Bolsonaro’s fascism threatens Brazilians

December 13, 2018

From the November-December 2018 issue of News & Letters

On Jan. 1, Jair Bolsonaro will assume the office of President of Brazil. He is widely recognized as a racist, misogynist and homophobe and is an admirer of Brazil’s 1964-1985 military dictatorship. He calls for the police to murder suspected criminals in the favelas—the barrios of Rio, whose majority populations are Afro-Brazilian; for abolishing protected Indigenous lands; and for eliminating “communists,” meaning any Leftists including the former ruling Workers Party (PT).


The origins of this disaster stretch back decades. Brazilian capitalism has struggled to join the major capitalist powers. In the process the country has experienced military dictatorship, the development of imperialist relations with its neighbors, and become one of the most unequal societies in the world. Significant parts of the Amazon have been destroyed for “development purposes,” and mega urban centers have become difficult places to live.

When Inacio “Lula” da Silva, the union leader who headed the PT, was elected president in 2002, millions hoped for significant change. Lula sought to alleviate extreme poverty. But he did not seek to change the social-economic structure of Brazilian capitalism. The state entered into capitalist enterprise, strengthening Brazil’s place in the world market, but increased its dependency on the market’s uncertainties.

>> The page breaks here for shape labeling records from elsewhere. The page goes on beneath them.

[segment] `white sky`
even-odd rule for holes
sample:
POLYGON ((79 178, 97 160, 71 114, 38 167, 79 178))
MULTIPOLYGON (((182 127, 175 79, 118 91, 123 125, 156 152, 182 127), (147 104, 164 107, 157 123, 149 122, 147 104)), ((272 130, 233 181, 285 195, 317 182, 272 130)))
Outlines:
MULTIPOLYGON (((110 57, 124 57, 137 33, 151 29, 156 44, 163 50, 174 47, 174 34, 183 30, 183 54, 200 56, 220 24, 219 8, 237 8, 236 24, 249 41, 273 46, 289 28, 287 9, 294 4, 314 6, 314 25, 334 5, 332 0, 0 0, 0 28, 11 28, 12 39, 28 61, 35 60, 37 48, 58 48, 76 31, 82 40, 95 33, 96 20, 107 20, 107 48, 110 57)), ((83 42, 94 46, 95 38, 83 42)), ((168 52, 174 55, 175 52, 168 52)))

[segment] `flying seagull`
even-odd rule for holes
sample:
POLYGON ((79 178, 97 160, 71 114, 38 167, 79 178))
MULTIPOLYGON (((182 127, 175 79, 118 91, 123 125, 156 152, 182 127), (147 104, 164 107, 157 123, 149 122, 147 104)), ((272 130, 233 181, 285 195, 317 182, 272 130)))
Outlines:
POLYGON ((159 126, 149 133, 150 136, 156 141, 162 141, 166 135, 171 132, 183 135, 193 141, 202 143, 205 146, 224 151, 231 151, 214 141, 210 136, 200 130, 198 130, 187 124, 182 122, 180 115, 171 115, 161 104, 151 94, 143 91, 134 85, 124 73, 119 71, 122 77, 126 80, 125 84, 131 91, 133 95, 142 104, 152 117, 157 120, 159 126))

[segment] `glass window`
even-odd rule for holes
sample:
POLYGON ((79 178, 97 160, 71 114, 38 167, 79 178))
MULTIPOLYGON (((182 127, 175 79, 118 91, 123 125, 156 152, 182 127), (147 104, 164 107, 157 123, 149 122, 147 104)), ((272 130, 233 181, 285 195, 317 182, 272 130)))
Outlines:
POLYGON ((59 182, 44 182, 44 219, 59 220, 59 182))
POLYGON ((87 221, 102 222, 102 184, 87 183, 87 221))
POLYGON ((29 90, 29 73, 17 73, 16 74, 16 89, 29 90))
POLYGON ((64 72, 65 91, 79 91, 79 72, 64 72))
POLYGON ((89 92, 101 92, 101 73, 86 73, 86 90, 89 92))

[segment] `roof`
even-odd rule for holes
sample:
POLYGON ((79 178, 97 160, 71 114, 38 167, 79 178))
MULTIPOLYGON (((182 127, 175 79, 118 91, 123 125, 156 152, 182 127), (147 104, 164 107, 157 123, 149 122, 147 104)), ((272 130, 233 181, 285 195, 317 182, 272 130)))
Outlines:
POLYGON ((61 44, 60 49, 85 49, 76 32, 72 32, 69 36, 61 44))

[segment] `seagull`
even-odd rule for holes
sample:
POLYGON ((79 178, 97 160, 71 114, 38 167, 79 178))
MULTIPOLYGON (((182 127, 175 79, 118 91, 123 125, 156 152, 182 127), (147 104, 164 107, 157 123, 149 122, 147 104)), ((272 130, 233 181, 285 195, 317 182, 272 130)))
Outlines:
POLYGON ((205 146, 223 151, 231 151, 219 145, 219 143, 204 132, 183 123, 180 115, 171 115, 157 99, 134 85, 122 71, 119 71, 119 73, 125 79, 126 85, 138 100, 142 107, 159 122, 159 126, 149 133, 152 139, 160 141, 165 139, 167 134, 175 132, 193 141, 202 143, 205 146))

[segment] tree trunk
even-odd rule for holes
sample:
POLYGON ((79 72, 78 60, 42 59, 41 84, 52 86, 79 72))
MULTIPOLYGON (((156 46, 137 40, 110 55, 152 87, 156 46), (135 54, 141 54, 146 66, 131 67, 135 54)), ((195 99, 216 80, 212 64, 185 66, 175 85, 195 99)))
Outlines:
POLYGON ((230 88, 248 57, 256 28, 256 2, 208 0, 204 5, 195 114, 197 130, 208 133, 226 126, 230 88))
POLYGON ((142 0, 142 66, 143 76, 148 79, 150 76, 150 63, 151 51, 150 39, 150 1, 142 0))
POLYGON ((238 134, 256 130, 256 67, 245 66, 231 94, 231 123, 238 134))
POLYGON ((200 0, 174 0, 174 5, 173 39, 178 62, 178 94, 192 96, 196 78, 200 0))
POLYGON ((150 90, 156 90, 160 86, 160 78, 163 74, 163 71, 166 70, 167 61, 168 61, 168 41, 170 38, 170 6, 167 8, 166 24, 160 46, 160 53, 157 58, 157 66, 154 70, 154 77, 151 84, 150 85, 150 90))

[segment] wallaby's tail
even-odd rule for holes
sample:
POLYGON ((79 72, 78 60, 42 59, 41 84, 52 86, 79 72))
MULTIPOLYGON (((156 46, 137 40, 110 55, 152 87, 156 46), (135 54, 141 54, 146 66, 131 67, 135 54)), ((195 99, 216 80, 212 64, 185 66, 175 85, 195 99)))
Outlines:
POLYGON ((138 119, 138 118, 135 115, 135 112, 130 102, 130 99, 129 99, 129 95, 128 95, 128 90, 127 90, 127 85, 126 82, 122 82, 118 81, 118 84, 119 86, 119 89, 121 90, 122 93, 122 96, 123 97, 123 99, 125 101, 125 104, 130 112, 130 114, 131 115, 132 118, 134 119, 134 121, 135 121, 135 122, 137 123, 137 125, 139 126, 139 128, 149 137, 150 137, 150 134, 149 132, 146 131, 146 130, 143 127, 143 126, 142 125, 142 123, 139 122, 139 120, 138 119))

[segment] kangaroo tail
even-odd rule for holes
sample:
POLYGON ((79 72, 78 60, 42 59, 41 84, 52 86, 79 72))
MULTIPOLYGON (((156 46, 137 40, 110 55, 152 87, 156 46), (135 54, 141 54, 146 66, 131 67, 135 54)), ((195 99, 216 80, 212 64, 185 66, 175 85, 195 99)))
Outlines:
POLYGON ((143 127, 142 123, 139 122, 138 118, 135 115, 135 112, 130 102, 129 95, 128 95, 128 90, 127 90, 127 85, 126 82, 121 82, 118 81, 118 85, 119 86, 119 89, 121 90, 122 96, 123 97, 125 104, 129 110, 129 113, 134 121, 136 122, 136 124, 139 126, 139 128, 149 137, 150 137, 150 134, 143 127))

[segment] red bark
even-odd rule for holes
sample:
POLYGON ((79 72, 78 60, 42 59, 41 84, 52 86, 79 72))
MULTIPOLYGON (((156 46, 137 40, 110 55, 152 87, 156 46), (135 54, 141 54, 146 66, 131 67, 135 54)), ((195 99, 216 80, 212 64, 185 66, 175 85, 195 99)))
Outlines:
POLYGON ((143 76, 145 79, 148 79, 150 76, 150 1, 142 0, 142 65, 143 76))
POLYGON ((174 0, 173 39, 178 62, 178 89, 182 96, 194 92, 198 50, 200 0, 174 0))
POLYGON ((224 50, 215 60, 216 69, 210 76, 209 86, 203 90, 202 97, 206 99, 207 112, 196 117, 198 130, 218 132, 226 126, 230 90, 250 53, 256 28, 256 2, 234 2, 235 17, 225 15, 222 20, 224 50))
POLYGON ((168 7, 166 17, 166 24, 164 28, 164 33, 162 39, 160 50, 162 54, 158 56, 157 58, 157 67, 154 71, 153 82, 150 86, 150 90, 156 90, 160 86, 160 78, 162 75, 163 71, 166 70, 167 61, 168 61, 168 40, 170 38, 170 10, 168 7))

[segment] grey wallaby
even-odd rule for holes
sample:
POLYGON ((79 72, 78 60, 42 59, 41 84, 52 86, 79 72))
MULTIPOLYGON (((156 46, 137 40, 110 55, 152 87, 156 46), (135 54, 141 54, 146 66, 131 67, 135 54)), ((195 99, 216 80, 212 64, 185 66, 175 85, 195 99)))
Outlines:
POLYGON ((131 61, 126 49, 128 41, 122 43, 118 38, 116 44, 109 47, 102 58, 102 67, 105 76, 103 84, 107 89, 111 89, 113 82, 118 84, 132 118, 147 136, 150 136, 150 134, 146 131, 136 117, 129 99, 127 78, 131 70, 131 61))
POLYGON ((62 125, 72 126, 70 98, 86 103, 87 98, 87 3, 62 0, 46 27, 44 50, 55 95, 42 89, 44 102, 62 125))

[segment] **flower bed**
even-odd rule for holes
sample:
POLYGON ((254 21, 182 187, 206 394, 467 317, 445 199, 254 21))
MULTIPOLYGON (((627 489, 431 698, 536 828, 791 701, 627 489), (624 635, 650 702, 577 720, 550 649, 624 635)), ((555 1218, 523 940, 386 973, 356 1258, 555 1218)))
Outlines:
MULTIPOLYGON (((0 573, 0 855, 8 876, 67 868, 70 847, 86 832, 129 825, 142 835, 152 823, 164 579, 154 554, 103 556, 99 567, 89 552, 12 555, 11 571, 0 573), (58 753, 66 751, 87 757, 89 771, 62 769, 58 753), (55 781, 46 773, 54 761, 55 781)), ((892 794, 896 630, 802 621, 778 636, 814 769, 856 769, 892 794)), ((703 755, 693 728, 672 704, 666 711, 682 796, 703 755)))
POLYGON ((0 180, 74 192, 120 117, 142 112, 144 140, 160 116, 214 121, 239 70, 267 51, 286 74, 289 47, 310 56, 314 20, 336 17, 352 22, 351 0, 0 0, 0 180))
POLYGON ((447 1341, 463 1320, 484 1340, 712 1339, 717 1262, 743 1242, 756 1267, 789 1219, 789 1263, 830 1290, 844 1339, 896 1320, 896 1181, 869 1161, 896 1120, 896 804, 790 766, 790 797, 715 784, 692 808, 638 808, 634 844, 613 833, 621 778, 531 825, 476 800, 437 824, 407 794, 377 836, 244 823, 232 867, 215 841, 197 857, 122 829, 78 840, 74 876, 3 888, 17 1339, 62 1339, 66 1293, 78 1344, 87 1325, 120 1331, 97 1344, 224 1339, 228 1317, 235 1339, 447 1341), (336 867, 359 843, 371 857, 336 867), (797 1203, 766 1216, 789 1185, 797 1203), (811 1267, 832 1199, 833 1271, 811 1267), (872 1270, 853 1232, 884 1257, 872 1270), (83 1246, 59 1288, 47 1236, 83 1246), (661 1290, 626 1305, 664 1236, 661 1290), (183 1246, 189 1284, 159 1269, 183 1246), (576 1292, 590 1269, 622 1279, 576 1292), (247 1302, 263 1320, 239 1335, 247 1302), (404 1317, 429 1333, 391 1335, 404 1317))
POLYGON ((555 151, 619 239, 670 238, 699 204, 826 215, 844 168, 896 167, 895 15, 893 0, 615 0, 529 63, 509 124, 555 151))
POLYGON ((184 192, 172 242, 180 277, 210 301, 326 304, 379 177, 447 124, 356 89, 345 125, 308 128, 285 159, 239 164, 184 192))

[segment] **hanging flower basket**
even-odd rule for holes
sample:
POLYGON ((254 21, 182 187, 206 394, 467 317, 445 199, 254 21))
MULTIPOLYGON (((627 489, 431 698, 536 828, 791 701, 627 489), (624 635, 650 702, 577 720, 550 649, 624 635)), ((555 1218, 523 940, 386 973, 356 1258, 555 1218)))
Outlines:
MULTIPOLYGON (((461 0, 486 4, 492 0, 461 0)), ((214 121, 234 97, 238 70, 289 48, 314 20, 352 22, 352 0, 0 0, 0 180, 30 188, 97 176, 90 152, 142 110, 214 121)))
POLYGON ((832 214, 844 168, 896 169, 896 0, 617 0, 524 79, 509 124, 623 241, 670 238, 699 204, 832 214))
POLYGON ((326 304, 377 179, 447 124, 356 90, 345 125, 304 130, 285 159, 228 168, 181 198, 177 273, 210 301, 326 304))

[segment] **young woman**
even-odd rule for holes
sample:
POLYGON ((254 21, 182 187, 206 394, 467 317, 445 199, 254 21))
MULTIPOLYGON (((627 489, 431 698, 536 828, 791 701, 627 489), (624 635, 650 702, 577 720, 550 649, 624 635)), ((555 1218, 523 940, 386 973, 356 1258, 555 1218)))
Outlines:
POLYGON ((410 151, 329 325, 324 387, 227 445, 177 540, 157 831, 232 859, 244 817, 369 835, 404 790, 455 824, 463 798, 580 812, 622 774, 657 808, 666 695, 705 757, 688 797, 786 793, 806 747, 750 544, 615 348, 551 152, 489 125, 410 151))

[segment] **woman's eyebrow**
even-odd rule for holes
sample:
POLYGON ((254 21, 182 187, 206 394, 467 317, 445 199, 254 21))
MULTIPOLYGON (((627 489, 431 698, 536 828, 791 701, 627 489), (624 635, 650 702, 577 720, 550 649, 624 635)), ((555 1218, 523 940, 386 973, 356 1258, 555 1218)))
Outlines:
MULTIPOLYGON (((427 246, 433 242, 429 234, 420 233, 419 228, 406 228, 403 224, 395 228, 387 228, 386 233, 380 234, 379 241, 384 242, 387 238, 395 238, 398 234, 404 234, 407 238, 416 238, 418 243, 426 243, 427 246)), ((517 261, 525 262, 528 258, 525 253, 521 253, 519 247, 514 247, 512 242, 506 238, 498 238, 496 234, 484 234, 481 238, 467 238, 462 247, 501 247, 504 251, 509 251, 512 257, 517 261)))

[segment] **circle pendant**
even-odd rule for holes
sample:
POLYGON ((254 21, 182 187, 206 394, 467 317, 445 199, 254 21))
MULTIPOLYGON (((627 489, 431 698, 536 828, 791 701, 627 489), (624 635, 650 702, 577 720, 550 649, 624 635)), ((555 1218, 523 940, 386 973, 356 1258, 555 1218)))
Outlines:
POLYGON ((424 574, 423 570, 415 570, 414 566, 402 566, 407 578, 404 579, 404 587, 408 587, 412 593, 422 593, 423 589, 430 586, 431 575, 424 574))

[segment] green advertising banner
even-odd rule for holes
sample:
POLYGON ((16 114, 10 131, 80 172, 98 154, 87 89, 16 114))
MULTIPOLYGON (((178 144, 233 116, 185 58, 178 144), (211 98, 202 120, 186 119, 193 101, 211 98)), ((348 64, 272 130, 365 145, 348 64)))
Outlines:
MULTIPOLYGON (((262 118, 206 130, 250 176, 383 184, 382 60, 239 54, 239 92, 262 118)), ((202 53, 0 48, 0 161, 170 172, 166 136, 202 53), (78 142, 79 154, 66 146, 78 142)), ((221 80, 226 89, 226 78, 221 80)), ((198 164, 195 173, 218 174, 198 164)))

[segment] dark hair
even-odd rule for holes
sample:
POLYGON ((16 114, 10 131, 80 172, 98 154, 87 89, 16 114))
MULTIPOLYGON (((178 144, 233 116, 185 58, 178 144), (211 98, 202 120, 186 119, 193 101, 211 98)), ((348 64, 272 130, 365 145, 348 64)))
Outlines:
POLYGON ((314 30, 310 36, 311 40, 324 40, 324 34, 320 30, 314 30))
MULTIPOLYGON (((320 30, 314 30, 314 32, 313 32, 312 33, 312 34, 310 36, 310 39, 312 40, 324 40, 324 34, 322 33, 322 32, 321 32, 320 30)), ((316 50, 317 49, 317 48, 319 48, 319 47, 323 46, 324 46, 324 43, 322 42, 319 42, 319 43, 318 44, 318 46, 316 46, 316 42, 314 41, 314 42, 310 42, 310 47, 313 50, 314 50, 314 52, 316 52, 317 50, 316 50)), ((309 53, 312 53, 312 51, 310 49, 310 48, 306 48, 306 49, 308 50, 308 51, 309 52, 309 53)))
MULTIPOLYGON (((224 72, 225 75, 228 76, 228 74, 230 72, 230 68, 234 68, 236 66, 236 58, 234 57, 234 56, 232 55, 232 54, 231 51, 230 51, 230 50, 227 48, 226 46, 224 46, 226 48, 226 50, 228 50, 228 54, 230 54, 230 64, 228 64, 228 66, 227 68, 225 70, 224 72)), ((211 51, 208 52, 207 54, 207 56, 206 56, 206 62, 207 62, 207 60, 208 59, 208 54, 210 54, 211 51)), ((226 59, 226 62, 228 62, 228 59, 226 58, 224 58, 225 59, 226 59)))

When export prices crashed in the 2010s, so did the economy. Added to this was out-of-control corruption between the government and various private and state enterprises. A deep recession turned a large section of the population against the PT government (aided by a right-wing coup with the impeachment of President Dilma Rousseff, who succeeded Lula). 

When Lula was convicted and jailed on manufactured charges, and barred from running for president, the path was opened for Bolsonaro’s fake populism, with his calls for “order” threatening fascism. The coming months will tell whether that will come to pass or whether the masses will mount a crucial resistance.

—Eugene Walker 

One thought on “Bolsonaro’s fascism threatens Brazilians

  1. It has been a shocking and saddening experience to know so many of my neighbors voted for Bolsonaro. When I questioned them, they said it was because there is too much crime everywhere, and because the Workers Party PT mired in corruption. When I try to point out that a greater number of politicians from the other major parties have been indicted, or that more police won’t make the streets safer, the people answer that it is fake news. They want to believe that Bolsonaro is the answer to all their problems. I expect that their problems are not going away soon.

    Thank you for posting an article about our situation down here. I know that evidence of U.S. interference in Brazil has been available from time to time, but people believe what they want to believe.